Phase 1: Anomaly detection (0-60 minutes)

Actor behaviour:

  • Logs in from unusual location (VPN from foreign country)

  • Accesses systems outside normal work scope

  • Downloads sensitive documents to local machine

  • Attempts access to restricted areas during off-hours

SOC must:

  • Detect anomalous behaviour through monitoring

  • Investigate without alerting “insider”

  • Document suspicious activities

  • Decide when to escalate

Observer checklist:

  • Time to detection

  • Investigation approach

  • Documentation quality

  • Escalation triggers

Phase 2: Escalation and coordination (60-120 minutes)

Actor behaviour:

  • Continues suspicious activity with increased boldness

  • Uses legitimate access but for illegitimate purposes

  • May attempt privilege escalation

  • Exhibits concerning communications (if email monitored)

SIRT must:

  • Coordinate with HR on appropriate response

  • Balance investigation with employee rights

  • Preserve evidence properly

  • Decide on containment timing

New complexity:

  • HR introduces real-world constraints

  • Legal provides guidance on what’s permissible

  • Manager may defend employee

  • Time pressure increases

Phase 3: Confrontation and containment (120-180 minutes)

Scenario escalates:

  • Evidence becomes conclusive

  • Decision point: confront or continue monitoring?

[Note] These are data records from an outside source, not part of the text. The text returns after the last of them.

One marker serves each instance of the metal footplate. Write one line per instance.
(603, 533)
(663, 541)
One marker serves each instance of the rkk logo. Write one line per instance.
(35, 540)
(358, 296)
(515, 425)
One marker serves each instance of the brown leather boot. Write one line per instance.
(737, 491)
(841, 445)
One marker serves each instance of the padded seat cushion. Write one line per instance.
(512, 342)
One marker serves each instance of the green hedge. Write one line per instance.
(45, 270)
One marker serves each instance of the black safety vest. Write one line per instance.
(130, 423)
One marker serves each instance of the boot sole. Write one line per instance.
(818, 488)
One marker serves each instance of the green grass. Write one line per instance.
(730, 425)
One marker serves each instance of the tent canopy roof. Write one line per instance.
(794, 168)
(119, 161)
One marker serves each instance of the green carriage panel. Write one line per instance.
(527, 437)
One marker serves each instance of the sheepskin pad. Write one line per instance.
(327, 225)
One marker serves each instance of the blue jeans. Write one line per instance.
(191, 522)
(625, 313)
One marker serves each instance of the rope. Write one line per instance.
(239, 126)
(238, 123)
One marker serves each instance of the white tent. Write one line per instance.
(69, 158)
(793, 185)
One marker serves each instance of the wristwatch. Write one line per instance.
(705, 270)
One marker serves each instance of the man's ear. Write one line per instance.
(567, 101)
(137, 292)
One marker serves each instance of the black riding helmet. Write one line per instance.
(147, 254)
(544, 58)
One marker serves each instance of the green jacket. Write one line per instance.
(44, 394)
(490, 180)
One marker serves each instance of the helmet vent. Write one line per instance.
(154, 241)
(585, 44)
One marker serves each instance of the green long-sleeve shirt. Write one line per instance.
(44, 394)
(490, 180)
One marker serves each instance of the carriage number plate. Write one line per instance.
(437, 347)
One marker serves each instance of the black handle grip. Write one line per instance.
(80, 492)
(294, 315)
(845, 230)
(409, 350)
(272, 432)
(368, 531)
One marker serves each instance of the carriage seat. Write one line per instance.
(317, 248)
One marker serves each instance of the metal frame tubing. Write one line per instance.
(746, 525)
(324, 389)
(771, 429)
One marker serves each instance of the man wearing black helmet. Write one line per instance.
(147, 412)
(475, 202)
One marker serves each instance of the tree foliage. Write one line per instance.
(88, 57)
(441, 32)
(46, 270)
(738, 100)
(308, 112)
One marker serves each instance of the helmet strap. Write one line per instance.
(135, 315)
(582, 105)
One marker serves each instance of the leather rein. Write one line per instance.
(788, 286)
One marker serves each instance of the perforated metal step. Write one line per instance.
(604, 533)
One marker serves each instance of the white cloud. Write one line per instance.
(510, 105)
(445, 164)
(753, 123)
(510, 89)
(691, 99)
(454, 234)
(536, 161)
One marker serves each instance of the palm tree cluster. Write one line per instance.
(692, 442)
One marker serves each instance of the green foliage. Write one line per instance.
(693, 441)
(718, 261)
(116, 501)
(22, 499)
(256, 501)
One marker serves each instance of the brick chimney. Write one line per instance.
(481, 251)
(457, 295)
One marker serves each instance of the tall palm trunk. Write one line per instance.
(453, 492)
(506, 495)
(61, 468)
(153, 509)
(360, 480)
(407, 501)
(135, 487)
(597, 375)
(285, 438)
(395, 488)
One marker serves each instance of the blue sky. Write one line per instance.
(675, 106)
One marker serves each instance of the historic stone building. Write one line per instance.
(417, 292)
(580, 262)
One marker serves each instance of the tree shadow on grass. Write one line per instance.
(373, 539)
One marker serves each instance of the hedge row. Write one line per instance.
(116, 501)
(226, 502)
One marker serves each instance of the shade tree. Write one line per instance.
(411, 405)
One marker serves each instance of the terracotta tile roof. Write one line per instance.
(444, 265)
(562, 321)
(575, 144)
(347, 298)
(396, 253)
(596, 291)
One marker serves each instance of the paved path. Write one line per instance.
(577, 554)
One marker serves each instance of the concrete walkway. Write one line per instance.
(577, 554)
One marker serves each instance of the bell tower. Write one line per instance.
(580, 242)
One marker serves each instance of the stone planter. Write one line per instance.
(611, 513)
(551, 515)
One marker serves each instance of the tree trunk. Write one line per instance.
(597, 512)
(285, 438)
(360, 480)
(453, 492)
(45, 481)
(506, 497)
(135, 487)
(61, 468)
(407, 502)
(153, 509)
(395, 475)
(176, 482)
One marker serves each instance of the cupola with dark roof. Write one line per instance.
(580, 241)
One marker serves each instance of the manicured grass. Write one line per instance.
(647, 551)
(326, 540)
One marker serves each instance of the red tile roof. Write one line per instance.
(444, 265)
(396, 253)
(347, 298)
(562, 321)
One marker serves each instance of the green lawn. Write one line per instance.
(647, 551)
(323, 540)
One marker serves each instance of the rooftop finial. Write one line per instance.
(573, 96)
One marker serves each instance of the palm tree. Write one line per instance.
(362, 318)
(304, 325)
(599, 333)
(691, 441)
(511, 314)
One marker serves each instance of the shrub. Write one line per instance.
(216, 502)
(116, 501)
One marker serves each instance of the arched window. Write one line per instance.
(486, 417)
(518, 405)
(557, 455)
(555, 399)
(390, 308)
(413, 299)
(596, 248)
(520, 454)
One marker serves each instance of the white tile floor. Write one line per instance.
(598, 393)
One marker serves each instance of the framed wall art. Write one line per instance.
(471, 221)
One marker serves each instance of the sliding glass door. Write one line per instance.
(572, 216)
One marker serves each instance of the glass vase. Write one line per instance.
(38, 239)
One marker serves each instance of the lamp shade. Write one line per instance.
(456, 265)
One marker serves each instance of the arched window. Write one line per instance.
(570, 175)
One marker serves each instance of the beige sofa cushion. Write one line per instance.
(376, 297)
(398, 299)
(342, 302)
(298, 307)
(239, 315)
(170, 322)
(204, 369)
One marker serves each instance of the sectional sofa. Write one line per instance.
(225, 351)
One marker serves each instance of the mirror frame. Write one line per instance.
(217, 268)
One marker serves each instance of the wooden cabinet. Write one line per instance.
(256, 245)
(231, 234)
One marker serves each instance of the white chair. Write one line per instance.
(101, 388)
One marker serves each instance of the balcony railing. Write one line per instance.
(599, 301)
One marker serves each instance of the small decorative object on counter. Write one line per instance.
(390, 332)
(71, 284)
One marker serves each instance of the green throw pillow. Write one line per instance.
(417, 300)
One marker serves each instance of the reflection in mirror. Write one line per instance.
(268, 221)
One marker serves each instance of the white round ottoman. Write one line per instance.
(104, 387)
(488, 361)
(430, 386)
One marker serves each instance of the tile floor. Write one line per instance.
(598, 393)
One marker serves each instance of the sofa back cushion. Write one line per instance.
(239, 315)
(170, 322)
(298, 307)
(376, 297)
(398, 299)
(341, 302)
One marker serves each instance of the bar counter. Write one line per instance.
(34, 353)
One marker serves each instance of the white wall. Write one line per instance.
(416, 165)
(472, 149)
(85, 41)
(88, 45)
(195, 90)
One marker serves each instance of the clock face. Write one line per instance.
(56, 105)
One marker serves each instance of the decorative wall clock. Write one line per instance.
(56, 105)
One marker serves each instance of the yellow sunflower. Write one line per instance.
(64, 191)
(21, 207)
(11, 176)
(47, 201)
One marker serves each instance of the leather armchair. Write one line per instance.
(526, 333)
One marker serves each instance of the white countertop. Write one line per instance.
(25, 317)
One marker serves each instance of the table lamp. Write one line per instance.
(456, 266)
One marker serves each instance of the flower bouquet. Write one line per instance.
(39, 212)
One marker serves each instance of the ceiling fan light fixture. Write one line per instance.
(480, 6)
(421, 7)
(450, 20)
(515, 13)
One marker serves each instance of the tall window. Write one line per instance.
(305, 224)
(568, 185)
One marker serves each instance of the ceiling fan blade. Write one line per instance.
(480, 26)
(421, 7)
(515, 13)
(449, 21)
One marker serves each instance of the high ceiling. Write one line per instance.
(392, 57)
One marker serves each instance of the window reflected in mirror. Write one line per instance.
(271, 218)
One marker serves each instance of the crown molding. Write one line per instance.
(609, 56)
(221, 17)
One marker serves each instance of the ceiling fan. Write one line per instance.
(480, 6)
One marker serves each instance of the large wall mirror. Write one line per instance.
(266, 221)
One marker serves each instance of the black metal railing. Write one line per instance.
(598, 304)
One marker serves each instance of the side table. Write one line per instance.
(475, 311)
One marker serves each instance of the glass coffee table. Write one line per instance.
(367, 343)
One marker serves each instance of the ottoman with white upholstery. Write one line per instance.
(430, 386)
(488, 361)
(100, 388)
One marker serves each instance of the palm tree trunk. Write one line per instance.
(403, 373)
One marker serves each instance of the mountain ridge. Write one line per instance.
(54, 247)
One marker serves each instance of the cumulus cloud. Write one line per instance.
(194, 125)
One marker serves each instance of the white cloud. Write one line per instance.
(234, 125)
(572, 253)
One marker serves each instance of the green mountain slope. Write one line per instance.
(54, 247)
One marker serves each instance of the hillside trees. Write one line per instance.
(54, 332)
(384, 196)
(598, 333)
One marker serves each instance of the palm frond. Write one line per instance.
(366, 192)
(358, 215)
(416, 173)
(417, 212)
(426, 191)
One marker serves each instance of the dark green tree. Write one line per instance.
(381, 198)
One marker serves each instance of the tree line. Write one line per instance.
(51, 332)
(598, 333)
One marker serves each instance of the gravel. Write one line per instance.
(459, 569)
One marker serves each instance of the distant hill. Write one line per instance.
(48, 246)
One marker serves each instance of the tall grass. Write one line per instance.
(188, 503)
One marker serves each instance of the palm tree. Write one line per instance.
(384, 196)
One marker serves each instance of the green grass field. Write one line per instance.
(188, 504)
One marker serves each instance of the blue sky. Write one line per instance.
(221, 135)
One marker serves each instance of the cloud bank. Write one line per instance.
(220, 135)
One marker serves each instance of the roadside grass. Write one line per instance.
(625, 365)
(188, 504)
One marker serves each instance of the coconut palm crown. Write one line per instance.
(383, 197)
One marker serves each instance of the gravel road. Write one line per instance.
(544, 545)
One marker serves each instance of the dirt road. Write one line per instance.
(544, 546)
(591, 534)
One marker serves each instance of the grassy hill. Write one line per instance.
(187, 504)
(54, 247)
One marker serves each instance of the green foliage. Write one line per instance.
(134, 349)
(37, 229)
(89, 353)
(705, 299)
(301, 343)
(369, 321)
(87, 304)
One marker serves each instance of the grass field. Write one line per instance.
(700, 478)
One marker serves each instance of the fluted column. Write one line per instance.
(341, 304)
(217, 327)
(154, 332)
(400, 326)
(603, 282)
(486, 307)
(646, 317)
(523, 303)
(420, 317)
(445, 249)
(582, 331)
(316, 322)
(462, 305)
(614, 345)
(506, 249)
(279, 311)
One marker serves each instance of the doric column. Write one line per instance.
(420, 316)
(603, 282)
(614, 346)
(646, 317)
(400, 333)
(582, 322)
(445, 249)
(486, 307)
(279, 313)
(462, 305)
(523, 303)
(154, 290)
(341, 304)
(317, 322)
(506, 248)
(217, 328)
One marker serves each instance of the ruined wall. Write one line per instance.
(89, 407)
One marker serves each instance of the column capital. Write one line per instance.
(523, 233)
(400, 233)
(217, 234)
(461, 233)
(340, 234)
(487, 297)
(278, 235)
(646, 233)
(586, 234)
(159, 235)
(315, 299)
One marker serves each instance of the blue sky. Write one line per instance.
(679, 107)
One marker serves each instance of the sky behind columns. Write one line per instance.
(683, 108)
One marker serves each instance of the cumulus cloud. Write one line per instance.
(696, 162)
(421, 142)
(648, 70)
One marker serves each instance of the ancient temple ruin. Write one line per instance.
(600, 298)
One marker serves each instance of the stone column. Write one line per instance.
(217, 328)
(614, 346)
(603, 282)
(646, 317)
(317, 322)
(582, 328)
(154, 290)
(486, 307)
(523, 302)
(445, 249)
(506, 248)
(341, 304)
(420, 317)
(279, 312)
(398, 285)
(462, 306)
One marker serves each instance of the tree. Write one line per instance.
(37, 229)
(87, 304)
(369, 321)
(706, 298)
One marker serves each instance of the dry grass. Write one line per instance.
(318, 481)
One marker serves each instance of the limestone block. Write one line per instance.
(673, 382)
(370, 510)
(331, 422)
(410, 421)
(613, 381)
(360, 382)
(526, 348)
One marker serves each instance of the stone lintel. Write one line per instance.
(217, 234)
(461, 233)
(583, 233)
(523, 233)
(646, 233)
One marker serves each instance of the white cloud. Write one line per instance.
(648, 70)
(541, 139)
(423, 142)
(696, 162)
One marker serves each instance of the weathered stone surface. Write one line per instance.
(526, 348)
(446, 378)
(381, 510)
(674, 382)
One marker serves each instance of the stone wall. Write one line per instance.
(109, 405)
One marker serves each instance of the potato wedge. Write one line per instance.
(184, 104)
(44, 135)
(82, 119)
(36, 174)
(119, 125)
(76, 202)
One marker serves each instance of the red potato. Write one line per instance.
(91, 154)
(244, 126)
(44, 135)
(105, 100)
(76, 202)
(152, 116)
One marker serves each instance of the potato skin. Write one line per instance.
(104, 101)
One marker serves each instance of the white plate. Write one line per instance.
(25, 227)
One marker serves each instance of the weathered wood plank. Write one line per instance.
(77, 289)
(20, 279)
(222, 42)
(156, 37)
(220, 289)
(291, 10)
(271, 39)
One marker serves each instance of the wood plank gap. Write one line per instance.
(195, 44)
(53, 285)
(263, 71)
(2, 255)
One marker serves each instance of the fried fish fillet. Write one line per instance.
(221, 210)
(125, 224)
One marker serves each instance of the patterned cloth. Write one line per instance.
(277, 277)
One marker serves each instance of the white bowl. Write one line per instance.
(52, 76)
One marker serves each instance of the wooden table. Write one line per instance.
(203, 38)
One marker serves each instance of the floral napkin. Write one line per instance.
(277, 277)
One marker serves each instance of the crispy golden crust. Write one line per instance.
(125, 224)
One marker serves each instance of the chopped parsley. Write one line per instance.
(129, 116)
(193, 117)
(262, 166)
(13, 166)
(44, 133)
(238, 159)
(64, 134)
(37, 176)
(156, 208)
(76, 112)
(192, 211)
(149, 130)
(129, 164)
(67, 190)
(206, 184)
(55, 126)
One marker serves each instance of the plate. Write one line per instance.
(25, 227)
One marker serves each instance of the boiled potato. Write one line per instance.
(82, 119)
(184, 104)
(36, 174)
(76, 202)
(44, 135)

  • Actor may become aware they’re being watched

  • Need immediate containment plan

Team must:

  • Execute access revocation

  • Secure physical and digital evidence

  • Coordinate confrontation (if chosen)

  • Manage legal and HR implications

  • Document everything for potential prosecution

Phase 4: Aftermath (180-240 minutes)

Post-incident activities:

  • Complete evidence collection

  • Prepare incident report

  • Assess damage and data exposure

  • Determine regulatory obligations

  • Review controls that failed

  • Plan improvements

Actor guidance

The actor (simulation insider) should:

  • Follow realistic insider threat patterns

  • Respond naturally to containment attempts

  • Not overact or make it obvious

  • Stay within agreed safety boundaries

  • Break character immediately if real emergency

Safety controls

Hard boundaries:

  • No access to production systems

  • No real data exfiltration

  • No physical security violations

  • Stop word if simulation goes wrong

  • Observers can pause at any time

Debrief structure

With actor present (30 minutes):

  • Actor explains their choices

  • Teams explain what they observed

  • Discussion of realism and detection

Team retrospective (45 minutes):

  • What worked in detection and response?

  • Where were blind spots?

  • How was inter-team coordination?

  • What tools or authorities were missing?

  • How did it feel vs. expectations?